Deadpool and Teddy

Deadpool 2 is the Saving Private Ryan of superhero movies. Not because it’s a genre classic (although it is) and not because it deconstructs superhero movies (although it does) but because there are more severed heads and limbs than at the beaches of Normandy.

The filmmakers couldn’t care less what offends people and assume that no one is too delicate to appreciate the trademarked Deadpool balance of hyper-violence and the gleefully profane.

One of the biggest improvements with this sequel to the surprise hit of 2016 is that the film feels less like a swing for the fences and instead like more of a natural progression for these characters in this specific corner of the Marvel Universe. Deadpool 2 is still constantly self-referential and meta, but the goofiness feels as if it fits the world as more than just an excuse to make fun of the endless influx of superhero movies.

Ryan Reynolds is charming as Wade Wilson, a smart-ass mercenary who’d rather do good for the world and hang out with his girlfriend than be the same angry a-hole he was last time.

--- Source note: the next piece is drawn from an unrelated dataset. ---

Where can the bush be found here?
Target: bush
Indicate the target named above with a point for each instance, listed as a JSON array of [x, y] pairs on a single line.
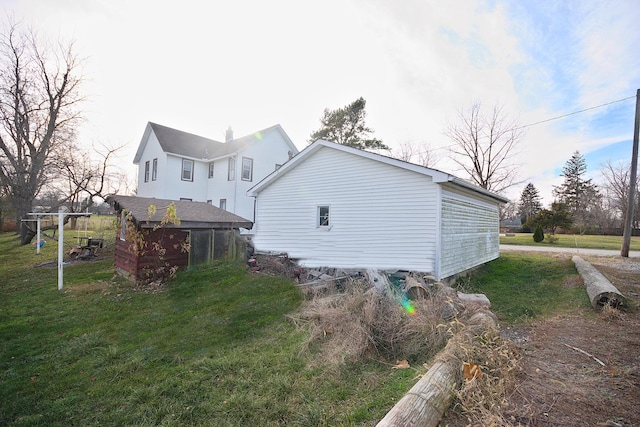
[[538, 235]]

When a soldier from the future shows up trying to murder a teenage boy who will grow into a murderous despot, Deadpool has to decide whether to protect the life of a kid or save thousands of lives in a future he has no relationship with.

The stakes are much higher (considering half of the first Deadpool took place on a freeway), but this is still nowhere near the cacophony of children’s tears that was Infinity War. With Josh Brolin perfectly reimagining his gruff demeanor to play Cable, a humorless warrior from the future, and Zazie Beetz stealing the show as the supernaturally lucky Domino, Deadpool 2 gives us people to care about instead of just characters to laugh at.

Director Tim Miller, who gave the first film the fast-paced and hilarious tone it needed, is replaced by David Leitch, one of the masterminds behind the modern classic John Wick. Leitch brings his impeccable action timing to the franchise, giving the movie a bone-splitting immediacy missing from the original. Obviously, the film exists primarily as a satire of superhero movies and all of the clichés inherent to the genre, but now it works equally well as an actual action movie. When it’s not funny, it’s exciting…which is a surprisingly complicated tone to balance.

It’s pretty incredible how much better Deadpool 2 is than the original. Those involved figured out everything that didn’t work about the film and smoothed it out to the point of invisibility. From the pacing to the plot all the way down to the tiny little Easter eggs hidden throughout the film, Deadpool 2 is an almost flawless example of an action/comedy. It even works for people that hate superhero movies since it meticulously ridicules everything that makes the worst ones feel like test-grouped clones quietly slinking off the assembly line.

Deadpool 2 is the hero we deserve. He likes chimichangas, a sexually adventurous life with his girlfriend, and killing people with swords. How could Superman ever hold a candle to that?